The Mediator’s Proposal

Good mediators have many tools for breaking impasse: bracketing, decision-tree analysis, anchoring and reframing among them.   In the past few years, the mediator’s proposal has become a popular approach to settling cases at the end of the day when neither party wants to make further concessions.

What is a mediator’s proposal?  It is a compromise amount presented in writing, privately, to each party, to which they can respond, also in writing, “yes” or “no.”   The amount usually is the mediator’s educated guess as to what settlement terms may be acceptable to everyone, but sometimes it may reflect a mediator’s judgment of what the case is worth.  Mediators should tell the parties which approach they are using. If there are two “yes’s,” the case is settled.  One or two “no’s” means there is no settlement.

Should a proposal be made without the consent of the parties?  No.  Parties may perceive an unsolicited proposal by the mediator as trying to impose a settlement they may not want or are not ready to consider.   It should be made when the parties have made progress toward settlement, there is a manageable gap between their positions, and they want the mediator’s input.

What terms should be included in the proposal?   The proposal should be in writing to avoid ambiguity and possible confusion about its terms.  Sometimes, the parties may just want an amount and, if they agree, they will work out the additional terms, e.g., whether it will be paid in a lump sum or installments; if the latter, whether it will bear interest or require security.  In more complex cases, the parties may want other terms and conditions to be spelled out.  In practice, parties who accept the mediator’s proposal generally have no problem fleshing out the details.

When should parties respond to a proposal?   It’s up to the parties.  Sometimes they are willing to respond immediately after a brief period for conferring.  In other cases, they may want several days, especially when the decision-maker or adjuster is not present at the mediation.

What happens when one party accepts the proposal and the other rejects it?  If both parties say “yes,” the mediator congratulates them on reaching a settlement.  If there is a “no” or two “no’s,” the mediator simply says there is no settlement without disclosing either side’s response.  The rejecting party will not know how the other party responded.  The accepting party will know how the adversary responded, but its own negotiating position will be preserved because the adversary will not know it said “yes.”

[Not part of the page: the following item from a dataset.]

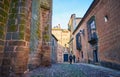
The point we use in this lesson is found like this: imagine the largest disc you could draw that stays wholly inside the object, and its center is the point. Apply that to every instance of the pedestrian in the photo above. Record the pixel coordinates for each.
(70, 59)
(74, 58)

Is an accepted proposal binding if signed only by counsel?  CPLR 2104 makes settlement agreements binding when signed by a party or his attorney. Settlement agreements signed only by counsel are binding only if the attorney had actual or apparent authority, Hallock v State of New York, 198464 N.Y.2d 224, 45 N.Y.S.2d 510.   To avoid collateral litigation when a client later contests her attorney‘s authority, it is best to have both the client and the attorney sign the accepted proposal.

What happens if the mediator’s proposal is not accepted by both parties?  In some cases, the mediation is over.   But sometimes, when the parties remain interested in settlement, the mediator may continue to try to bridge the gap.  Since the rejecting party does not know what the other party did, and the accepting party knows it will have to modify its offer to get a settlement, there is room for more negotiation.

What are the benefits of a mediator’s proposal?   It may give parties who want to settle but have reached an impasse one last chance to reach agreement.  It avoids the problem of reactive devaluation, the tendency to reject any proposal made by an opponent, because the proposal is made by a neutral person.  And sometimes it may allow the party representative to tell his boss that he stayed firm but “the mediator made me do it.”  In short, in many cases, it works.

What are the possible disadvantages of a mediator’s proposal?  Some suggest that experienced counsel may try to game the mediator by posturing and taking unrealistic positions in order to create an impasse, knowing the mediator, especially one who has a reputation for frequently using mediator’s proposals, will make a proposal.   This notion ignores the fact that sophisticated lawyers frequently “play” the mediator anyway.  And rumor has it that mediators themselves sometimes game the parties, for example, by presenting a settlement idea as their own when it really was suggested by a party.   Another perceived disadvantage is that by making a proposal that one side believes unfair, the mediator may be perceived as biased, making it more difficult to settle the case if the proposal is not accepted.

Not every mediator uses mediator’s proposals.  Among those who do, there is variety in how they formulate and present their proposals.  Attorneys choosing a mediator are well-advised to ask mediators being considered whether and how they use mediator’s proposals.